From the book Shaken Not Stirred: A Celebration of the Martini, I’ve culled the following Chicago-related tidbits:
A “Chicago”-sized martini is a whopping 8 oz., double that of a large (or “boardroom”) martini. (p. 12) Chicago is famous for it’s “more-than-generous double-sized drinks, served in birdbath-sized cocktail glasses…”. (p.105)
Serve it “superlatively dry,” a la the martinis served on the Twentieth Century Limited train from New York to Chicago before WWII. (p. 48)
Doug Varnes at Chicago’s Set 'Em Up Joe “‘polishes’ his double Martinis with a light vermouth spray.” (p.55)

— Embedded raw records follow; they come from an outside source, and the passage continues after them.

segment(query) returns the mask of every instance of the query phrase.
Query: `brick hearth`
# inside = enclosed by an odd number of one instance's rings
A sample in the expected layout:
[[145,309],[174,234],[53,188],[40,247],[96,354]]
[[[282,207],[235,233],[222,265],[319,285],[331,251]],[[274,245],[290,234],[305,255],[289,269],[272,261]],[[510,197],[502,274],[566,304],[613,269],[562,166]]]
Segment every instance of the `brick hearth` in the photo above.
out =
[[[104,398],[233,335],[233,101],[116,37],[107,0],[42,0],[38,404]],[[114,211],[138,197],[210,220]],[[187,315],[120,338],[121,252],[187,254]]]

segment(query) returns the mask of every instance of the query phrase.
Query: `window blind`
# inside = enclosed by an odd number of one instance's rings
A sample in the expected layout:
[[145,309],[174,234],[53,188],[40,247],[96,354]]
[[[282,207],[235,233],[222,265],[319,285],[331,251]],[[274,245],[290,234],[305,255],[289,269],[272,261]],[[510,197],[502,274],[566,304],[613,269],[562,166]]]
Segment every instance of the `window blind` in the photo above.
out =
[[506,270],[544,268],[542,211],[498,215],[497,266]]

Kimon of Chicago’s Lion Bar serves up “smoked” lemon peel twists with his Martinis, holding the peel two or three inches over the glass and twisting it after lighting the match, giving the peel an expert twist. If you do it right, you’ll get a little flame and puff of smoke; promptly drop the peel into the drink. The peel must be fresh and should have “just a touch” of the inner lemon attached, not just rind. The author recommends you enlist a friend to hold the match, at least while you’re learning the technique. (pp. 82-3)
The Chicago Blue Martini (at Set 'Em Up Joe): 3 oz. Tanqueray Sterling Vodka and .5 oz. Blue Curacao. (p.91)
On chocolate Martinis: “When we recently visited the Windy City, we discovered… [a] chocolate Martini lover’s heaven. (Maybe it’s the aroma of Milk Duds wafting from the Holloway Candy Company production plant near the downtown area…).” In this town, the choco Martinis are often served with cocoa-frosted rims and Hershey’s Kisses for garnish, although other candies are used (Tootsie Pops and Tootsie Rolls), as are fruit and nut flavorings. A good side dish to serve with these drinks are strawberries and Godiva chocolates… and “to brighten the flavor of the berries, [cut off their tops and] stand them cut side down in a tablespoon or two of balsamic vinegar.” (pp.105-6)
Jerry Langland’s Double Chocolate Martini: equal parts Stoli Vodka, Godiva Chocolate Liquor, and Kahlua or Bailey’s Irish Cream.
Langland’s Mixed Chocolate/Chocolate Swirl: the above, but substitute Godet White Chocolate Liquor for the third ingredient.
The Chocolate Kiss (at Set 'Em Up Joe): 3 oz. Tanqueray Sterling Vodka, .5 oz. Bols Dark Creme de Cacao, 1 dash heavy cream, and a Hershey’s Kiss for a garnish.